Interview

The following interview with Tommy Lee was shown on Swedish TV sometime last summer, as one of the promo interviews for BATMAN FOREVER, in the same surroundings as the MTV Special. The interview was done in English, shown with Swedish subtitles.
(Transcript by Lutz Koch)


TLJ during interview, #1Q: Now, you're Two­Face in this film. I just wonder, I talked to a Swedish actor about playing his different characters. He's saying it is more fun to be evil. Is it so? I mean, you've been playing both parts...

A: I don't think it is particularly more fun to be evil. It's hard for me to think of having more fun playing the good guy than the bad guy, or having more fun playing the bad guy. You know, I don't have characters ranked in order of "fun". Well, no, it's not more fun to play an evil character or a bad character. I mean, would it be more fun to play Othello or would it be more fun to play Iago? I don't know. It just depends on what you... No, it's not more fun to be evil. No, it isn't. [Laughs] It just isn't.

Q: Is it hard in a film like this to give him ground and to show the different levels of him, or...

A: Well, there aren't fifty levels to Harvey, really, I mean he's the villain in a DC comic. He's a two­dimensional character, off the page of a comic book. And they all are. To ground them or make them real while maintaining the integrity of the experience of reading a comic book is what we've been hired to do. Is it difficult? Is it easy? I don't know.

Joel Schumacher (interviewed separately): He was of course the District Attorney of Gotham City, Harvey Two­Face, so there has to be..., you have to believe he could be formidable enough to be the District Attorney, which you believe of Tommy Lee Jones, but you also have to believe he could be a psychotic maniac, which you also believe about Tommy Lee Jones!

Q: If you compare your work on stage and in film, it must be a great difference, a big difference between...

A: Yeah, it is.

Q: How is it? Is it the preparation, or I mean... Everybody tells me there's a lot of waiting during the films, and on stage you just have to go on and be concentrated for a couple of hours and...

A: Oh yeah, of course, the pace is naturally different. There's a great deal of waiting in cinema, and a performance in the theater happens in real time. There's a beginning, a middle and an end, and they are all together, all continuous. Another difference, the major difference is one of scale. There's only one lens in the theater ­ it's this one [indicates eye] ­ and it doesn't change size. There are no closeups in the theater. So there's only one sense of scale. The scale that you impose on a performance on the stage is meant for a room of people, and that room is always the same size. And the people who sit on the back row are always the same distance away from you. The people who sit in the third and fourth row are always the same distance away. And you have to do something that will suit or please those in the first five rows and those in the last few rows and those in the balcony, and that's really what determins how big or small your performance is. That's the difference. I can put a lens on you that will show the audience nothing but your nose and your eyes. I can do like this [indicates changing of lenses] and put another lens on there that will make you look this big [puts thumb and index finger close together, about one inch] with your whole body, in the context of the frame, and you have to perform differently for each lens, and you have to make that cohere somehow. So, you're playing not to a house full of people in the cinema, but you're playing to a series of lenses. That's the biggest difference.
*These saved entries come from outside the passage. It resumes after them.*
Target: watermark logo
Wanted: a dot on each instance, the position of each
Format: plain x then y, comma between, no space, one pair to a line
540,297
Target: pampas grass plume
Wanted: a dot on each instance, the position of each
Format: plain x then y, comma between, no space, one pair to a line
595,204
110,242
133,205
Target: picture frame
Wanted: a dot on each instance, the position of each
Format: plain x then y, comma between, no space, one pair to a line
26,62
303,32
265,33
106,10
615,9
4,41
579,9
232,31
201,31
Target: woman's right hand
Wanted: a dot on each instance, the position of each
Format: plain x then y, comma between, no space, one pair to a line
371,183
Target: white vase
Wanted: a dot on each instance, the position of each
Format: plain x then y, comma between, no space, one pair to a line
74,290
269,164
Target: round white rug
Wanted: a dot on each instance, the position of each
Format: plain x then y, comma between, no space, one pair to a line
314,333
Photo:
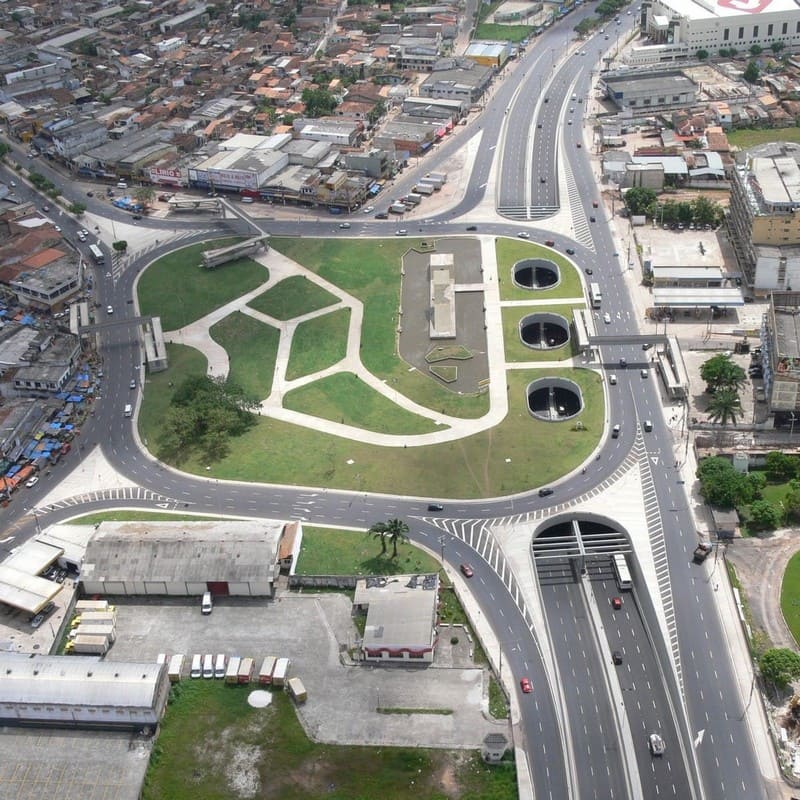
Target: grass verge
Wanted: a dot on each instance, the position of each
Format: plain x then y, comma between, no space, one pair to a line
327,551
318,343
345,398
252,348
293,297
180,291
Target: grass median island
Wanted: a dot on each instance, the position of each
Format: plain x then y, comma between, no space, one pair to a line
180,291
264,753
509,251
318,343
345,398
292,297
370,272
252,348
514,456
328,551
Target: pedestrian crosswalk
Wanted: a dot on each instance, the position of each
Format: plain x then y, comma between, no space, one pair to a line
119,493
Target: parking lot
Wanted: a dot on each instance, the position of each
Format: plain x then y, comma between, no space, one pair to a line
315,632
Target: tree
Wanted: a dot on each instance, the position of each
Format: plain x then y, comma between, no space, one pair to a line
780,466
751,72
764,515
724,406
720,372
779,666
639,199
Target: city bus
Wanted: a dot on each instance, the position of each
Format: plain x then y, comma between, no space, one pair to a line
595,295
97,254
621,572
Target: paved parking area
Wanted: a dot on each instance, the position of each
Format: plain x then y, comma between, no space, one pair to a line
314,631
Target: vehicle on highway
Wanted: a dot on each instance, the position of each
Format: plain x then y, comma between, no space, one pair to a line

TLJ during interview, #2Q: Is it very important that you have high moral standards in a film, or...

A: Is it important that you have high moral standards? Well, I think that it's...

Q: ...that you show it in film?

A: Well, I think anyone's creative life generates it's own moral standards. Yeah, I think it's important to be a moral thinker. It's important to have moral standards. It's very important that you not allow anyone to impose them on you. Have your own, and, at least that's my opinion, I think I'm perfectly capable of defining my own moral standards and living by them. And I know very well in this day and age and certainly in this country I don't have to have anybody tell me what the right moral standards are. It's not up to you to tell me what's moral. It's certainly not up to me to tell you what's moral. It's America, baby.